French priest who uncovered Nazi killing sites awarded Lantos rights prize

Accepting honor named for Holocaust survivor congressman, Father Patrick Desbois warns against standing idle as atrocities are carried out

Father Patrick Desbois speaks after being awarded the Lantos Human Rights Prize on Capitol Hill in Washington, DC, on October 26, 2017. (Chris Kleponis)
Father Patrick Desbois speaks after being awarded the Lantos Human Rights Prize on Capitol Hill in Washington, DC, on October 26, 2017. (Chris Kleponis)

WASHINGTON — A French priest whose work has uncovered millions of previously unknown victims of the Nazi genocide was awarded the Lantos Foundation’s Human Rights Prize on Thursday morning, named for the Holocaust survivor and longtime California congressman.

Father Patrick Desbois, a Roman Catholic clergyman who teaches at Georgetown University’s Program for Jewish Civilization, was recognized during a reception on Capitol Hill as a “vital voice standing up for the values of decency, dignity, freedom, and justice.”

His scholarly reportage on the Holocaust has focused on the Jews who were killed by mass shootings by Nazi units in Russia, Ukraine, Belarus, Poland, Moldova and Romania between 1941 and 1944.

In 2004, Desbois founded Yahad-In Unum, a French organization whose sole mission was to locate the mass graves of Jewish victims from Nazi paramilitary death squads.
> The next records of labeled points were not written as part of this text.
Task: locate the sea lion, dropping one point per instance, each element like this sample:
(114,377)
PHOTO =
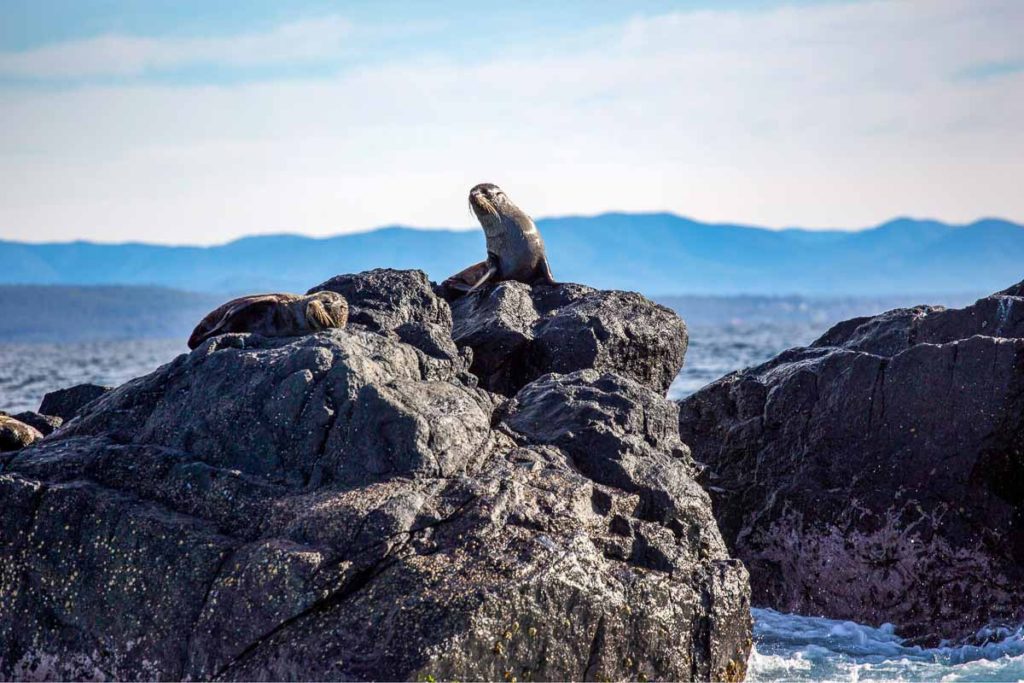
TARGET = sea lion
(515,250)
(14,434)
(273,315)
These regiments were responsible for the mass killings of Jews, often by shooting and primarily in the former Soviet Union.

Through this project, he exposed the “Holocaust by bullets,” as he called it, which claimed roughly 1.5 million Jewish lives.

His first book, “Holocaust by Bullets: A Priest’s Journey to Uncover the Truth behind the Murder of 1.5 Million Jews,” was based on that work and the culmination of its discoveries.

Desbois has another book — a memoir on his life as an anti-genocide activist and Holocaust scholar — due for publication in 2018.

Father Patrick Desbois accepts the Lantos Human Rights Prize on Capitol Hill in Washington, DC, on October 26, 2017. (Chris Kleponis)

As part of his research, he has conducted numerous interviews with the witnesses of the Nazi atrocities and used detectors to find and excavate cartridges and bullets from the graves where corpses were thrown and buried.

Other than uncovering unknown truths about the Nazi’s killing operation, Desbois has also been working on collecting evidence of the Islamic State’s massacre of the Yazidi people in parts of Iraq and Syria.

In brief remarks Thursday, he warned against sitting idly while genocides and atrocities are carried out in plain sight.

“The more you advertise the crime, the less people act,” he said, adding “the bad people connect faster than the good people.”

The Lantos Human Rights Prize is an annual award given by the Lantos Foundation for Human Rights and Justice, an organization founded by Tom and Annette Lantos, who were both Holocaust survivors.

Past recipients have included Hillary Clinton, the Dalai Lama and Elie Wiesel.

Tom Lantos, who died in 2008, was a Democratic member of the US House of Representatives from California. He is the only Holocaust survivor to have ever served as a member of Congress.

Introducing Desbois on Wednesday, CBS correspondent Lara Logan said his work shed light on a dark aspect of the human condition.

“There is nothing more human than the capacity to kill,” she said.